Yuk, Memutus Mata Rantai Anemia Demi Kesehatan Lintas Generasi
Sinergi yang baik dalam memutus mata
rantai anemia di Lintas Generasi (Sumber: shutterstock/diolah)
Bangsa Indonesia
mempunyai momen penting dalam sejarah. Yaitu, peringatan tentang Hari Gizi
Nasional. Di mana, Hari Gizi Nasional diperingati setiap tanggal 25 Januari. Gizi
Nasional akan mencerminkan kondisi pertumbuhan dan perkembangan anak bangsa. Permasalahan
gizi nasional tersebut pernah dibahas dalam beberapa webinar, yang diadakan
oleh Danone Indonesia.
Setidaknya ada enam (6) golongan umur yang menciptakan kondisi
Gizi Nasional, dan masih dihadapi bangsa Indonesia. Salah satu masalah gizi
nasional yang menjadi perhatian penting adalah Anemia. Anemia terjadi
bukan hanya pada kurun waktu tertentu. Tetapi, masalah anemia telah menjadi
masalah penting Bangsa Indonesia untuk Kesehatan Lintas Generasi. Karena,
masalah anemia terjadi pada anak bangsa bagai sebuah Devil’s Circle (Lingkaran
Setan)
Masalah Gizi Nasional (Sumber: Prof. DR. drg. Sandra Fikawati, M.P.H/diolah)
Untuk menciptakan
generasi bangsa yang sehat dan pintar di masa depan. Maka, hal penting yang
dilakukan Bangsa Indonesia adalah melakukan Pemenuhan Gizi Nasional.

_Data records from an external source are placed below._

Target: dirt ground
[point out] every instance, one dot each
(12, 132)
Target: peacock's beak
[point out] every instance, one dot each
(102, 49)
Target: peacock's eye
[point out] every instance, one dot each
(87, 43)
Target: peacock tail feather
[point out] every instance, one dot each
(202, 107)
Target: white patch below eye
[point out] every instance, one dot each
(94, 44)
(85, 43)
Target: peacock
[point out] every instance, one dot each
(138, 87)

Apalagi, masalah anemia menjadi masalah Kesehatan Lintas Generasi. Hal
yang perlu diperhatikan adalah masalah pemenuah gizi sejak awal kehidupan anak.

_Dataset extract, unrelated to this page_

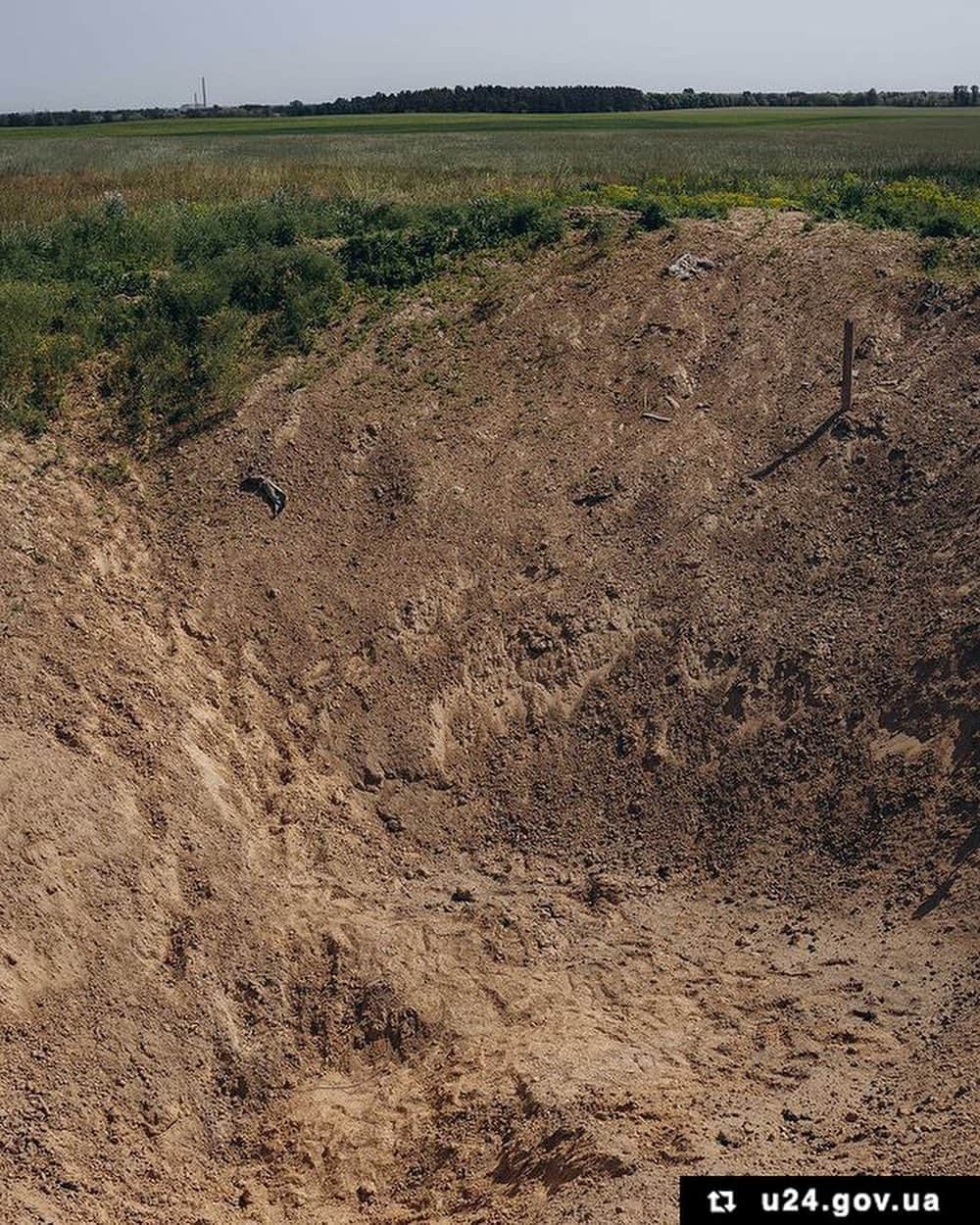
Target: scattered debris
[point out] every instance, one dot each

Pemenuhan Gizi tersebut akan memberikan efek jangka pendek dan jangka panjang
bagi kesehatan anak bangsa.
Menurut (Unicef, 2001) menyatakan
bahwa efek pemenuhan gizi di awal kehidupan pada masa janin dan anak-anak
memberikan dampak pada jangka pendek dan jangka panjang. Ada 3 efek jangka
pendek dan jangka panjang yang akan terjadi, yaitu:
1. Perkembangan
anak (jangka pendek) è
Kemampuan kognitif dan Pendidikan (jangka panjang)
2. Pertumbuhan,
massa otot dan komposisi tubuh (jangka pendek) è Imunitas dan kepuasan
kerja (jangka panjang)
3. Metabolic
Programming dari glukosa, lemak, protein, hormon dan
reseptor gen (jangka pendek) è Diabetes,
obesitas, penyakit jantung, tekanan darah tinggi, kanker, stroke dan
penuaan (jangka panjang)
Zat Besi di Awal Kehidupan
Mengapa masalah anemia harus diatasi sejak periode awal kehidupan anak?
Seperti telah dibahas di atas. Bahwa, masalah anemia terjadi pada Kesehatan
Lintas Generasi. Oles sebab itu, kesehatan anak sejak 1000 HPK (Hari
Pertama Kehidupan) harus diperhatikan sebaik mungkin. Jika tidak, maka akan
terjadi malnutrisi di periode berikutnya.
Dampak yang akan terjadi adalah kondisi stunting pada anak-anak.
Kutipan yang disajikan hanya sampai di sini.